How One Teenage Trep Snubbed College to Build an Apps Empire
Editor’s Note: YE’s Startup of the Month is a regular column that highlights new companies with interesting launch stories. To be considered for a future column, tell us about your startup.
In the last year, 18-year-old Spencer Costanzo and his team of nine developers and designers have successfully built and brought to market 40 iPhone apps -- eight of which rank high up on iTunes' list of top 200 reference apps.
The idea that I could create applications for a device as amazing as the iPhone was major motivation," says Costanzo, the founder of the Princeton, N.J.-based Malibu Apps. "I still can’t explain the feeling of seeing apps I’ve created on iTunes top charts."
The startup’s apps cover a broad range of topics and include: the 10-Step Nutrition Program to Master Healthy Living, Complete Guide to Minecraft, My Best Dog Breed, and All Golden Eggs for Angry Birds Seasons.
Malibu Apps also offers iPhone and Android app development consulting and app icon design, as well as graphic design and eBook publishing services.

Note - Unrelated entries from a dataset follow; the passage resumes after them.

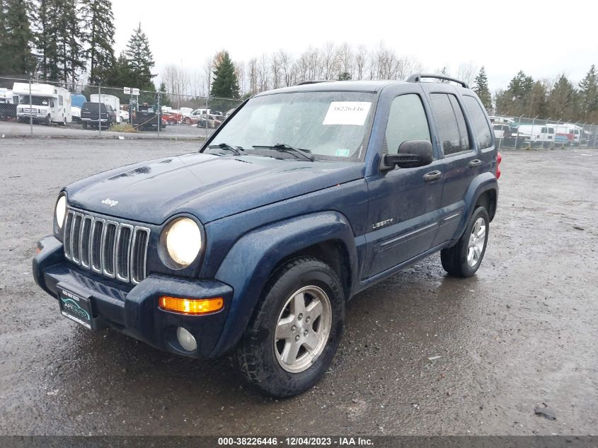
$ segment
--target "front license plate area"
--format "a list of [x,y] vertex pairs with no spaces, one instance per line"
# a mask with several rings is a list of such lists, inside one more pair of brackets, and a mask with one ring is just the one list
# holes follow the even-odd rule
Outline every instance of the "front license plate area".
[[80,323],[88,330],[96,329],[89,297],[73,292],[68,288],[59,285],[58,299],[60,304],[60,313],[62,316]]

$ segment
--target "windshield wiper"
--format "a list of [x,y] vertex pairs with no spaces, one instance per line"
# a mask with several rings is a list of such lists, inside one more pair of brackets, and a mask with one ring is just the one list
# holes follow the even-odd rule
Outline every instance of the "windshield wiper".
[[226,143],[220,143],[219,144],[211,144],[208,147],[210,149],[226,149],[227,151],[230,151],[231,152],[234,152],[236,156],[241,156],[241,151],[243,151],[243,149],[241,147],[231,147],[229,144]]
[[299,154],[307,160],[314,161],[314,155],[311,154],[309,149],[301,149],[295,148],[286,143],[277,143],[276,144],[254,144],[253,148],[267,148],[268,149],[275,149],[281,152],[292,152],[294,154]]

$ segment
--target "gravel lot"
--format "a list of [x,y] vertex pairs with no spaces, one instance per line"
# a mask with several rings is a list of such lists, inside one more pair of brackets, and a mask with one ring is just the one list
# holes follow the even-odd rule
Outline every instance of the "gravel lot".
[[[166,126],[160,130],[160,139],[203,139],[206,136],[212,135],[213,129],[205,128],[189,125],[173,125]],[[18,123],[12,121],[0,121],[0,137],[30,137],[31,127],[27,123]],[[4,136],[4,137],[3,137]],[[35,137],[67,137],[77,139],[90,138],[117,138],[119,136],[129,139],[156,139],[159,138],[156,131],[139,130],[137,132],[113,132],[103,130],[101,135],[98,130],[91,129],[84,130],[81,125],[71,123],[67,126],[45,126],[43,125],[33,125],[33,136]]]
[[330,372],[275,401],[228,359],[88,332],[31,275],[61,186],[198,146],[0,139],[0,434],[598,432],[598,150],[504,154],[477,275],[448,277],[435,255],[360,294]]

And if you need to be reminded, Costanzo is just 18. We thought he and his company -- which expects to reel in more than half a million dollars in revenue this year -- was pretty impressive.
So for the month of October, Malibu Apps is officially YE’s Startup of the Month. With that comes bragging rights for life, along with a copy of Entrepreneur Press' latest tome: Ultimate Guide to LinkedIn for Business and a digital subscription to Entrepreneur magazine.

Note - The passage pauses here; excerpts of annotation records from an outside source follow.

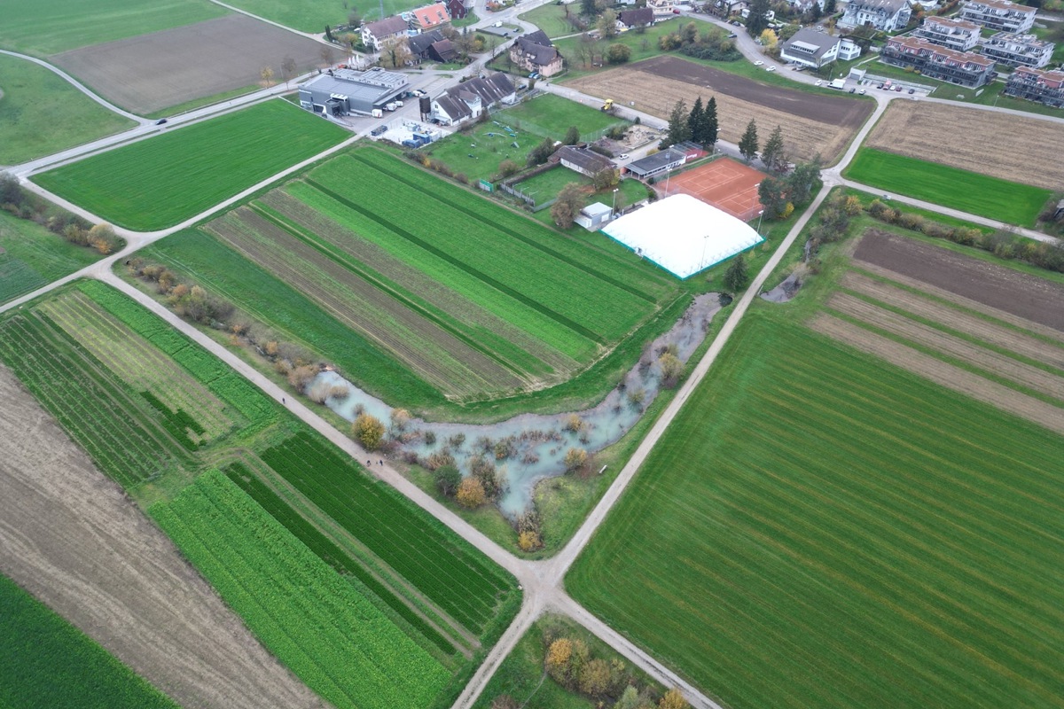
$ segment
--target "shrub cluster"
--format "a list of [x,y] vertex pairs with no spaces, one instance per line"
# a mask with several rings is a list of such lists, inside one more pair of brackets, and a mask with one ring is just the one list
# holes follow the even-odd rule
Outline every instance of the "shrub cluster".
[[18,179],[7,173],[0,174],[0,208],[19,219],[36,222],[70,243],[90,247],[104,255],[126,246],[124,239],[115,234],[111,224],[94,226],[78,215],[23,189]]

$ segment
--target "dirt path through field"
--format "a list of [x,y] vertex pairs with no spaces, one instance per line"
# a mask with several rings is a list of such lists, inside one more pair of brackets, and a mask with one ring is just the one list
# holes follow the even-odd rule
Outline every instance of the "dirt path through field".
[[[961,128],[963,126],[963,128]],[[1025,185],[1060,189],[1061,126],[1037,118],[925,101],[892,101],[868,135],[888,150]]]
[[[1011,357],[981,348],[934,327],[910,320],[896,313],[872,305],[855,296],[835,293],[828,307],[862,320],[874,327],[898,335],[914,344],[969,362],[1002,378],[1011,379],[1034,391],[1064,402],[1064,377],[1016,361]],[[1064,411],[1061,411],[1064,416]]]
[[0,571],[186,709],[326,706],[0,367]]
[[862,352],[885,359],[935,384],[1064,434],[1064,408],[1047,404],[1005,386],[984,379],[922,352],[899,344],[858,325],[821,313],[810,327]]
[[882,281],[869,278],[860,273],[849,272],[842,281],[842,286],[864,296],[886,303],[896,308],[941,323],[946,327],[967,333],[984,342],[1011,350],[1018,355],[1041,361],[1064,371],[1064,348],[1053,345],[1036,337],[1024,335],[1019,331],[996,325],[978,316],[969,315],[958,308],[944,305],[933,300],[921,298],[916,293],[892,286]]

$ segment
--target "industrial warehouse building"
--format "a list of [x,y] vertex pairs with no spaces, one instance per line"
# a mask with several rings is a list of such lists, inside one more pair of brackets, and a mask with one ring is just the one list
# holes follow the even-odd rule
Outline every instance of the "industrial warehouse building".
[[336,69],[299,87],[299,105],[316,114],[369,116],[375,108],[402,98],[410,89],[405,74],[385,71]]

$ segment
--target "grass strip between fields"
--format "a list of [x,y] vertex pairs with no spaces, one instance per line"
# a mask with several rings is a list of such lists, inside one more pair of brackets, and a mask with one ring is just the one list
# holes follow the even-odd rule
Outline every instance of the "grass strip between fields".
[[947,165],[862,148],[846,169],[850,180],[1007,224],[1034,226],[1051,190]]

We chatted with the young founder about startup life, overcoming hurdles and his decision to forgo college.
Q: How did you startup?
A: Trial and error. Not many people know how to create profitable iPhone apps so I had to test, make changes, test again, make more changes and test 50 more times. I’m still testing new strategies today. When you’re creating apps through outsourcing, the process includes coming up with great app ideas, finding highly-skilled employees, diagramming how your app will function, marketing and coordinating the entire process.
Related: 3 Ways to Outfox the Apps Craze
Q: Was skipping college a tough decision?

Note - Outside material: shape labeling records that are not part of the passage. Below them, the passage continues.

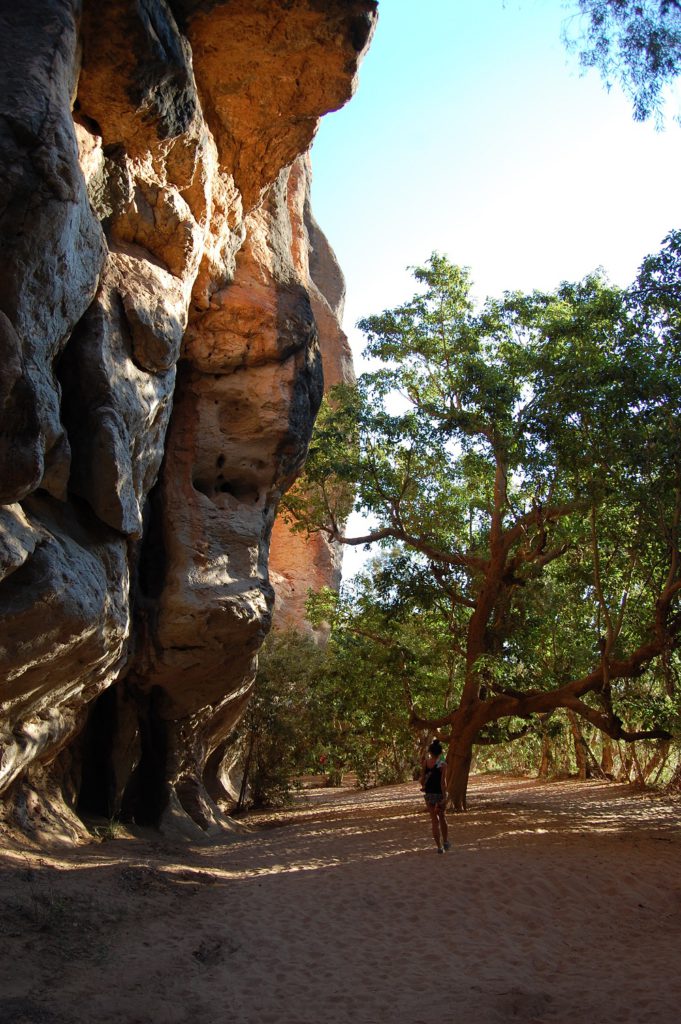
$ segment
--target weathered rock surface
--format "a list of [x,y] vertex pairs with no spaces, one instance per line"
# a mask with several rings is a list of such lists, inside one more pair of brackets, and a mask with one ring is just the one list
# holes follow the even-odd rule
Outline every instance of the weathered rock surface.
[[[376,6],[0,10],[0,794],[36,835],[225,826],[278,502],[351,374],[306,151]],[[337,555],[274,529],[296,616]]]

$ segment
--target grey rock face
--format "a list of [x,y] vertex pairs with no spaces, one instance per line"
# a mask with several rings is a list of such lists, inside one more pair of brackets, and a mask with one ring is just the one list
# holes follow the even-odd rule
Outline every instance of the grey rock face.
[[35,835],[39,793],[71,839],[75,810],[226,826],[276,505],[339,337],[301,155],[375,8],[0,11],[0,799]]

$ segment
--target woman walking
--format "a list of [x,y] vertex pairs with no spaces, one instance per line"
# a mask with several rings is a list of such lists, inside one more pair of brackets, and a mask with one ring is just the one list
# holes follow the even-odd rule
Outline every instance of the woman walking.
[[442,744],[439,739],[433,739],[428,748],[428,756],[423,762],[421,772],[421,788],[426,799],[426,808],[430,814],[430,823],[433,829],[433,839],[438,853],[444,853],[450,849],[448,838],[446,818],[444,817],[444,803],[446,792],[444,788],[444,772],[446,762],[442,757]]

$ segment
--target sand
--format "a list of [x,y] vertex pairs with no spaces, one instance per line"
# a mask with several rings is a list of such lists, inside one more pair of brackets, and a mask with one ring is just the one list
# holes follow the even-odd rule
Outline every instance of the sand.
[[2,1024],[681,1020],[678,802],[477,778],[311,791],[207,846],[6,850]]

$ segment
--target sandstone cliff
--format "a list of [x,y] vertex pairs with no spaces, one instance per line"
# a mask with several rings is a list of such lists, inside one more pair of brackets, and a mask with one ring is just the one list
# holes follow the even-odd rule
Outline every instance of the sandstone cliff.
[[[351,373],[306,153],[376,6],[2,5],[0,794],[37,835],[223,823],[278,501]],[[301,543],[293,615],[338,568]]]

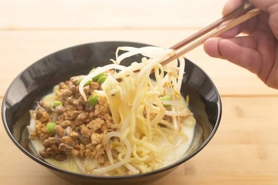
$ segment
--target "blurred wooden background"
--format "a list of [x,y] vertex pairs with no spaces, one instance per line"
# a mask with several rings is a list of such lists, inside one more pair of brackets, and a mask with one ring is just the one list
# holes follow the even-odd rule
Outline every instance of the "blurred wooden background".
[[[22,70],[50,53],[92,42],[168,47],[221,16],[224,0],[0,0],[0,102]],[[218,89],[223,113],[197,156],[154,185],[278,184],[278,90],[202,46],[186,55]],[[0,126],[0,184],[69,184],[32,161]]]

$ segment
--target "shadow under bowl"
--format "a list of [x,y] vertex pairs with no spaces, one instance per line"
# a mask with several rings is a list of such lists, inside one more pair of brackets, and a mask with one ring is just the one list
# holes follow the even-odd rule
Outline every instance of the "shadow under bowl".
[[[65,180],[80,185],[134,185],[149,184],[164,177],[197,154],[211,140],[221,118],[220,97],[210,78],[202,69],[186,59],[185,73],[181,92],[189,96],[189,108],[196,124],[192,144],[187,155],[167,167],[150,172],[125,176],[104,177],[68,171],[46,162],[30,148],[26,126],[29,124],[29,110],[50,92],[53,87],[71,77],[87,74],[92,68],[111,64],[120,46],[140,48],[150,45],[125,42],[106,42],[79,45],[51,54],[35,62],[21,72],[7,90],[2,105],[4,126],[9,137],[20,151],[35,162]],[[121,64],[140,62],[142,56],[126,59]]]

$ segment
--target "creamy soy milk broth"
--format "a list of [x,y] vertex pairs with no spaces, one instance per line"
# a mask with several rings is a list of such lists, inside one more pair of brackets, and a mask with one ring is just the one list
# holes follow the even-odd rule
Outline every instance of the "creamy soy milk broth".
[[[155,82],[153,81],[152,83],[154,84]],[[57,86],[55,86],[54,89],[55,90],[58,88]],[[55,100],[54,93],[52,92],[45,96],[43,99],[48,103],[51,104]],[[182,102],[183,103],[186,103],[183,98],[179,101]],[[174,145],[169,142],[166,139],[155,141],[153,142],[153,144],[156,146],[159,149],[167,147],[169,148],[165,154],[165,159],[163,165],[161,165],[160,168],[169,165],[179,160],[184,157],[184,155],[189,150],[194,137],[195,122],[193,118],[191,120],[186,120],[185,122],[182,124],[181,132],[184,133],[187,136],[187,139],[185,142],[183,142],[182,139],[179,137],[175,141]],[[35,130],[35,119],[31,119],[30,125],[27,127],[29,134]],[[36,153],[38,154],[40,150],[43,149],[44,147],[42,141],[38,140],[31,140]],[[80,173],[84,173],[84,172],[80,170],[72,158],[70,156],[66,160],[63,161],[58,161],[50,158],[45,159],[44,160],[52,165],[64,170]]]

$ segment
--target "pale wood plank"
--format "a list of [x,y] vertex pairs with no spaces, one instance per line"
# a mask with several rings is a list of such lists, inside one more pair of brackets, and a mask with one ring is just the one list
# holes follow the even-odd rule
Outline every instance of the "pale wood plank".
[[[53,52],[76,45],[107,40],[145,43],[168,47],[197,31],[2,31],[0,32],[0,96],[22,70]],[[202,46],[186,55],[215,82],[223,96],[278,94],[257,76],[222,59],[208,56]]]
[[[211,142],[153,185],[277,184],[277,104],[278,97],[224,97],[222,121]],[[20,152],[3,127],[0,140],[0,184],[70,184]]]
[[224,0],[0,1],[0,28],[203,27]]

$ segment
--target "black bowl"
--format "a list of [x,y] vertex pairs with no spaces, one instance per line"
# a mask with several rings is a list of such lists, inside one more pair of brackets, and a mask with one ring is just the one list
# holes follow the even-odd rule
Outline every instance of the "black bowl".
[[[61,50],[40,60],[21,73],[6,92],[2,105],[4,126],[11,139],[23,152],[65,181],[82,185],[113,184],[141,184],[157,180],[197,154],[210,141],[217,129],[221,116],[221,103],[215,86],[208,75],[186,60],[182,93],[190,97],[189,108],[197,124],[193,141],[186,156],[174,164],[151,172],[132,175],[102,177],[67,171],[46,162],[30,148],[26,126],[29,124],[29,110],[33,109],[44,95],[59,82],[71,77],[88,73],[93,67],[111,63],[117,47],[140,48],[149,45],[122,42],[91,43]],[[139,55],[122,62],[140,61]]]

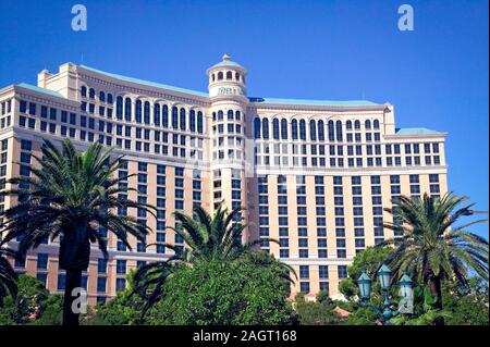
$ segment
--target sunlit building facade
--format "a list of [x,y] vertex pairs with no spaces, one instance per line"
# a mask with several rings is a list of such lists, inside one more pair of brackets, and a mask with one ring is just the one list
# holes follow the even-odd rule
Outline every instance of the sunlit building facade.
[[[157,219],[118,211],[151,227],[151,246],[130,237],[130,251],[109,234],[107,260],[94,247],[83,277],[91,303],[126,287],[130,270],[171,256],[159,243],[184,247],[167,228],[172,212],[221,201],[246,208],[245,239],[279,240],[261,248],[294,267],[293,295],[340,297],[356,252],[401,236],[382,227],[393,222],[383,208],[401,195],[446,191],[445,134],[396,128],[389,103],[248,97],[247,71],[229,55],[207,75],[200,92],[66,63],[40,72],[37,86],[0,89],[1,189],[30,174],[44,139],[70,138],[81,150],[99,141],[125,156],[118,174],[136,174],[127,197],[158,209]],[[0,210],[14,203],[7,197]],[[12,263],[51,292],[64,289],[56,240]]]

A: Throughout high school I was constantly running smaller businesses that helped to finance Malibu Apps. I originally planned to take a gap year and attend college in 2013. But, as my net income quickly exceeded $100,000 before the end of the first fiscal year, my parents and I began to discuss the option of not attending.
Q: How did your parents take the news?
A: My parents fully support my decision and they believe that this is too good an opportunity to pass up. They feel that given my success, I can learn more from building Malibu Apps than going to college.
Q: You credit outsourcing the more technical aspects of app-building with helping you startup. Who do you outsource to?
A: When I was building Malibu Apps, I was mostly outsourcing mobile development and graphic design jobs to freelancers in China and India. Over the last year, though, I've put together a team of dedicated mobile developers and graphic designers. The expanded team now includes freelance writers for my growing eBook business.
Q: What has been your biggest gripe about the process?
A: Finding the right team. Since I don’t do the coding and design myself, I have to trust my developers and graphic designers to create amazing products. After some terrible experiences with developers who took months to respond to a single email, I’ve assembled a team of skilled iOS developers, two graphic designers and many freelance content developers.
Q: What's your philosophy toward business?
A: I borrow my work philosophy from Gary Vaynerchuk: Don’t do anything you hate and only do work that you’re passion about. If I ever stop enjoying creating apps, I’ll start a new business. Entrepreneurship gives you the opportunity to create any job you want, so why not create one you love?
Q: What’s your advice for aspiring young entrepreneurs?
A: If someone tells you your business idea is crazy, you’re probably onto something. Most people aren’t innovative and think inside the box. While this is the safe thing to do, great things are always the result of thinking differently. You’ll never know if it was a bad idea until you try it. If my first few apps hadn’t completely failed, I would never have known what to do differently to create a successful app business.